Penske and Chip Ganassi each run four-car teams in the IndyCar Series, but that's where the similarities end. Ganassi expanded to that level first, but whereas Penske fields four championship-caliber drivers, Ganassi's title hopes are pinned on Dixon, with support from 2004 IndyCar Series champion Tony Kanaan, Charlie Kimball and rookie Max Chilton.

"We have to do a much better job than we did last year," Penske admitted. "We won Indy, which I guess if you win that, you'd take nothing else, to be honest with you.

"We had 12 poles so we clearly had the speed, but with the rules and the way the pits are closed, it caught us a couple times."

But as always with Penske, the talk comes back to Indy. It's a long race and anything can happen, but it's hard to imagine any driver/team combination that has more ability on paper to prevail.

Even Penske admits as much.

"Pagenaud really picked up the speed last year at Indy," he said. "He was probably the fastest there from the two-thirds point until he ran into the back of another car.

"I've got the grandfather's club with Helio and Juan -- both 40 years old -- but both those guys want it," he continued. "You see it every weekend. There's no tougher guy on the racetrack than Montoya when he gets in the car, I can tell you. If there's a car ahead of him he's going to figure out how to pass him. Helio is very hungry for it, for sure, and so are we for him.

"One of our guys needs to be going for five, and Montoya might beat [Castroneves] to it."

Established in sports cars and Indy cars by the mid-1970s, Penske expanded into NASCAR and made a short-lived (but successful) venture into Formula One. Now, with the exception of his recently acquired Australian V8 Supercar team, all of Penske's racing operations work from under the same roof in Mooresville, North Carolina.

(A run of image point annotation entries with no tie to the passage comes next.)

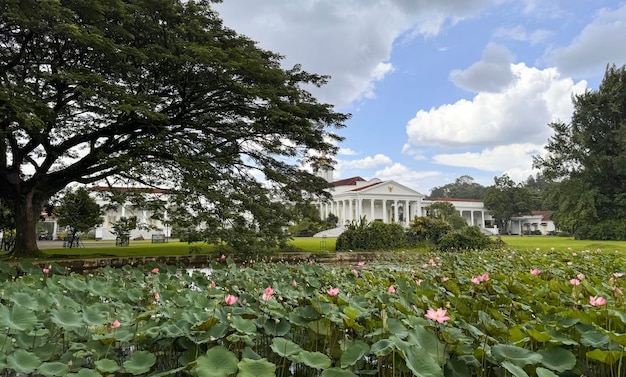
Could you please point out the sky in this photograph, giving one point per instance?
(439, 89)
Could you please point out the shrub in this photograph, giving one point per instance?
(373, 236)
(428, 230)
(467, 238)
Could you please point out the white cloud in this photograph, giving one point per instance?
(599, 44)
(422, 181)
(519, 33)
(519, 114)
(491, 74)
(346, 152)
(350, 40)
(364, 163)
(504, 158)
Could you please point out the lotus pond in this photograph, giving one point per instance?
(487, 313)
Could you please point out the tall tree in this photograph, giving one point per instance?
(463, 187)
(587, 156)
(506, 199)
(158, 93)
(79, 212)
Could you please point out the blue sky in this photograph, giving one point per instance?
(438, 89)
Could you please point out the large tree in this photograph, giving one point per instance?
(506, 199)
(157, 92)
(587, 157)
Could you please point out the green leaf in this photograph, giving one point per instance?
(382, 348)
(419, 361)
(140, 362)
(284, 347)
(607, 357)
(543, 372)
(256, 368)
(67, 318)
(558, 359)
(218, 362)
(107, 365)
(53, 369)
(23, 361)
(25, 300)
(17, 318)
(245, 326)
(594, 338)
(514, 369)
(315, 360)
(516, 355)
(336, 372)
(354, 350)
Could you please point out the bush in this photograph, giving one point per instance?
(427, 230)
(373, 236)
(468, 238)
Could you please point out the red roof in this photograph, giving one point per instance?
(348, 181)
(364, 187)
(545, 214)
(454, 200)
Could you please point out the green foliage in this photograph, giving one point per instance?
(586, 157)
(463, 187)
(428, 230)
(156, 319)
(506, 199)
(468, 238)
(441, 210)
(372, 236)
(78, 211)
(166, 94)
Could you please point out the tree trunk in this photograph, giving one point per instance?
(27, 213)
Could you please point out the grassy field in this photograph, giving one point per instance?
(103, 249)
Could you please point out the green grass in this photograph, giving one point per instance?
(145, 248)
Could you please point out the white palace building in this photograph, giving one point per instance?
(391, 202)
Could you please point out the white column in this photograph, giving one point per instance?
(385, 211)
(395, 210)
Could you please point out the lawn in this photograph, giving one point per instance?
(144, 248)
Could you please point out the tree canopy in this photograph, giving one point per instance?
(155, 93)
(463, 187)
(587, 159)
(506, 199)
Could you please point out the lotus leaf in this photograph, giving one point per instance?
(23, 361)
(256, 368)
(140, 362)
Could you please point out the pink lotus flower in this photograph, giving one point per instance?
(597, 301)
(230, 299)
(438, 315)
(268, 293)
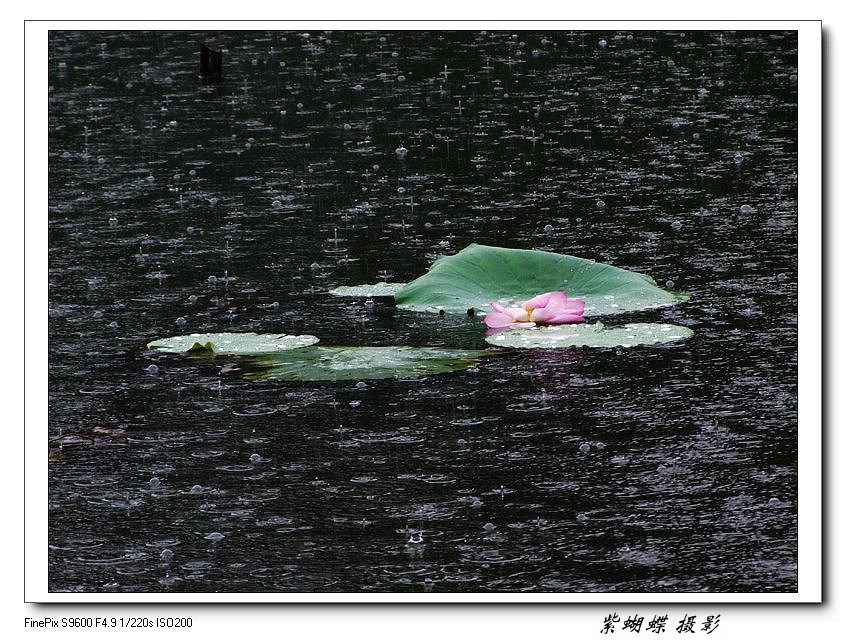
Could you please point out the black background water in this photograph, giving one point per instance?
(669, 469)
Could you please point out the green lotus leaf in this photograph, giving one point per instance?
(590, 335)
(479, 275)
(231, 343)
(330, 363)
(381, 289)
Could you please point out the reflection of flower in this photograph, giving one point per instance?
(548, 308)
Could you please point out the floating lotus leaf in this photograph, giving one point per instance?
(231, 343)
(322, 363)
(382, 289)
(479, 275)
(591, 335)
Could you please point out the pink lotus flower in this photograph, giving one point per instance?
(548, 308)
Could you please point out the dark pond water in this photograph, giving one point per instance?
(180, 207)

His worldwide business empire totals more than 35,000 employees, a large-scale version of the racing team.

With that kind of corporate responsibility on his shoulders, Penske understandably has less time for racing than he used to. "I don't go to the tests anymore," he says.

But he has built his business empire the same way he built the racing team: by hiring the right people and knowing when and what to delegate. And that's allowed him to maintain a strong presence in the racing program, which he calls his "golf game or fishing trip."

"I go to the shop. I'm communicating with the guys on the race team every day, whether it's five minutes or an hour," Penske said. "But I delegate it. I know the things I have to be involved in and I know the things I don't have to. We've got guys who have been with us for 20 or 30 years who know what to do."

Penske's trips to Indianapolis with his father as a fan might have sparked his deep personal relationship with Indianapolis Motor Speedway. But every time he has gone to IMS as a competitor since 1969, it's always been about business.

Nearly half a century removed from the first time he did it, winning Indy still means a lot to Roger Penske's bottom line.

"Winning Indy with a Chevy [Ilmor] engine for the first time, winning it with a Honda engine, winning with Toyota and Mercedes, those were extremely important," he said. "When you sit down and put together a program with a manufacturer and you deliver on it, those are the times that matter to us.

"Not just at the race track -- in business, those have really helped us a lot."